The 16 rooms in the renovated structures, which go for an average price of 1,500 yuan a night, are all booked on weekends. The hotel has become so popular that tourists have to make reservations two months in advance to get a room in peak seasons.
"Stepping into the hotel, I felt like I was living in the Huizhou region of ancient dynasties. It is really a retreat from busy urban life," said Tan Ziyi, a 33-year-old bank employee from Nanjing, Jiangsu province, who booked three nights in the hotel during his vacation.
Given that many old Huizhou-style houses have been recognized as part of a significant cultural heritage, their renovation can be costly. Local government in the past few years has taken steps to attract private investors like Su to renovate old houses in Huangshan.
The government has set up strict rules allowing only qualified investors to buy, rent or renovate the Huizhou-style houses to ensure structures with great cultural value are not ruined.
But the key bottleneck for development of the industry is expected to be the looming shortage of craftsmen and people with related skills to ensure work is done properly, according to Ye Shan'en, deputy head of a branch of the Huangshan Chamber of Commerce, who has spent decades building Huizhou-style houses.

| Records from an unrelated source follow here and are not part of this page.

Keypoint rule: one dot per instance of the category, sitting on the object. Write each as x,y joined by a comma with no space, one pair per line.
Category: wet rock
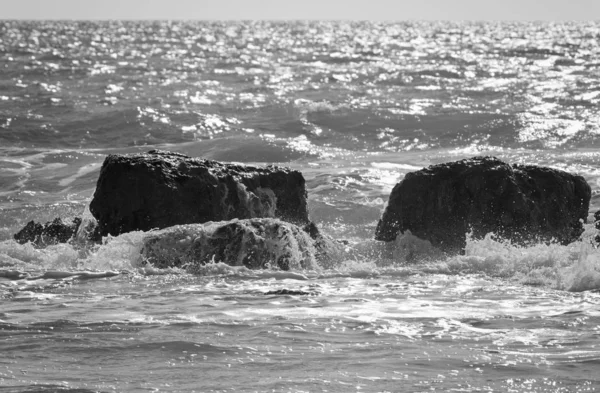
254,243
292,292
53,232
161,189
480,195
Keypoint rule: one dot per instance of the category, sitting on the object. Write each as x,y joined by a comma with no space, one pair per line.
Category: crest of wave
573,267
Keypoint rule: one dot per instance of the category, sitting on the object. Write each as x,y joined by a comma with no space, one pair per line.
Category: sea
354,106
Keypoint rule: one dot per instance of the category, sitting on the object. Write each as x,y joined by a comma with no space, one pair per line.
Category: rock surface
54,232
161,189
254,243
480,195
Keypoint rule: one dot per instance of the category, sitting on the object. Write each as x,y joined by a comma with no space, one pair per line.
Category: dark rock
50,233
294,292
254,243
160,189
522,203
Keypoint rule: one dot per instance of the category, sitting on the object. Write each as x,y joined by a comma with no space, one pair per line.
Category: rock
292,292
480,195
254,243
50,233
161,189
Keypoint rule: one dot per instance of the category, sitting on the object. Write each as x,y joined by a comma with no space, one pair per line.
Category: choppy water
354,106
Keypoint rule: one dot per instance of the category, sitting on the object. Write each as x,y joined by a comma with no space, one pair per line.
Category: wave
574,267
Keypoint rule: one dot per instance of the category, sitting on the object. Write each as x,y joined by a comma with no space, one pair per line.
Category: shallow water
354,106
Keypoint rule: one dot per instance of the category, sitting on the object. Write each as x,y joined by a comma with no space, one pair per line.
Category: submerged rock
254,243
480,195
160,189
54,232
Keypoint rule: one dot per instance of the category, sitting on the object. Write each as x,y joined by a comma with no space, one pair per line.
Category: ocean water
354,106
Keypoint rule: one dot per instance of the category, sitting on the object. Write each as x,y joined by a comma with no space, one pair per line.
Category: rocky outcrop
253,243
54,232
159,189
480,195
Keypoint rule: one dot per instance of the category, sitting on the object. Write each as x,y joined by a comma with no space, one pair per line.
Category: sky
303,9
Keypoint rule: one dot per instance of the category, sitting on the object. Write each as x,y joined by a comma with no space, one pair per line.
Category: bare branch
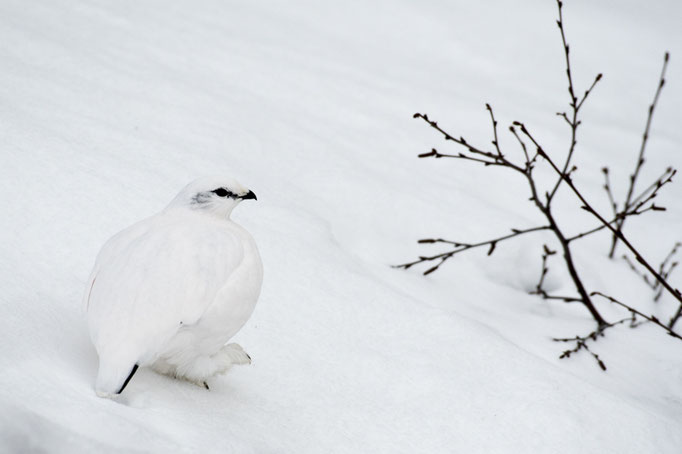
650,318
461,247
640,158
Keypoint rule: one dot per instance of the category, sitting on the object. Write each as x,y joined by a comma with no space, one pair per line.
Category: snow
109,108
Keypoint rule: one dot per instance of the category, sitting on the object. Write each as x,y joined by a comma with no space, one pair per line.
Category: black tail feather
125,383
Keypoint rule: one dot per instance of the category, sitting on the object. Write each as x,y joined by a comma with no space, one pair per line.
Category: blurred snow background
108,108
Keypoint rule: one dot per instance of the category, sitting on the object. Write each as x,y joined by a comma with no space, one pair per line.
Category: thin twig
461,247
640,158
650,318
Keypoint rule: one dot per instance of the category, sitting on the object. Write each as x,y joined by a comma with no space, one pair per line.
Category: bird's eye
221,192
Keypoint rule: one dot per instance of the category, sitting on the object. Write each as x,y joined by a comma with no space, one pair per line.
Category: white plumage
171,290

The branch is located in Hangzhou, Zhejiang province, a city that is relatively near.
"Repairing ancient Huizhou-style buildings is not easy. The joinery used in the buildings is a complex system based on mortise-and-tenon principles to connect the wooden components of the timber frame," he said.
"Since the original components were all made by hand, almost no modern machines can be used in preparing the replicas. To qualify for the work, a carpenter must have mastery of more than 100 specific types of carpentry tools," he added.
Pan, of Huijiang Ancient Architecture Design, said most of his wood carvers are around 50 years old and the most experienced craftsman is 70.
Carving done for windows and doors is one of the signatures of Huizhou-style buildings and requires experience, Pan said. The carvings span a wide range of imagery, including birds and flowers, auspicious beasts such as dragons or lions, characters from folklore and scenes from daily activities such as carrying water, farming and reading.
"However, it has been impossible to find young people who are interested in and also good at carving work, which requires not only good skills but also great patience and a good knowledge of ancient history from different times," he added.
To solve the problem, Huangshan government officials said they will accelerate the formation of a group of centers to train people to work on Huizhou-style building and restoration, integrating teaching and research, skills development, innovation and entrepreneurship.
More subsidies and other incentives will also be given to those who want to work in the industry, especially the young, to boost the availability of local craftsmen, the government said.
Despite such challenges, Huangshan Party Secretary Ling Yun said that the sector has been developing rapidly in recent decades, and many of the companies have been invited to undertake design and construction projects for important ancient buildings in other countries.
A local team restored the Chinese Garden of Heavenly Peace in Frankfurt's Bethmann Park in Germany after it was destroyed by arson in June 2017. The necessary building materials for the garden, including roof tiles and decorative wooden elements, were produced in China, and components were then shipped by sea in six containers to Frankfurt. Such efforts helped retain the style of the original building.
Yinyutang, another Huizhou-style house, was shipped more than 11,200 kilometers from its original site in Huangshan to the Peabody Essex Museum in Salem, Massachusetts, in the United States in the late 1990s. Although the move cost more than $100 million, many visitors call it an invaluable addition.